It would nice if one day browsers and all other internet clients would use a standardized interface to ask the OS for the IP address and public key tuple for that domain name as determined by the DNS blockchain software installed on the computer (I'm hoping it's BitShares DNS : ) ). Then the internet client would validate the TLS connection directly using the given public key.

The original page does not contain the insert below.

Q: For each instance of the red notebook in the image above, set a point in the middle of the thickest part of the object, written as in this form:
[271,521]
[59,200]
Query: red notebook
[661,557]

Until that magical day, backwards compatibility hacks are needed to easily get adoption in the beginning. It would be really powerful if I could use my browser (with no extensions or plugins), have traditional HTTPS sites work, and have blockchain registered domains also securely work (with no risk of man-in-the-middle attacks). I've briefly
described how I would like to see this done. Just have a local HTTP proxy daemon running on the computer which man-in-the-middle attacks SSL connections and rewrites the SSL certificate and signs it with its own local trusted CA key. If the domain is a legacy domain signed by a third-party CA in a list of trusted legacy CAs, then the proxy will resign the certificate with its own key. If the domain is a BitShares DNS domain that validates according to the blockchain, then the proxy will sign the certificate with its own key. Otherwise, break the certificate so the browser complains. Then the browser is set up to only have one trusted CA key (the one of the local proxy) and is configured to use the HTTP proxy.
The real trouble is how this could work on mobile devices. You would need to be able to run a daemon proxy accepting the mobile browser's HTTP(S) connections. This might work on Android, not sure about iOS. Maybe a custom browser app is the other way to go on mobile?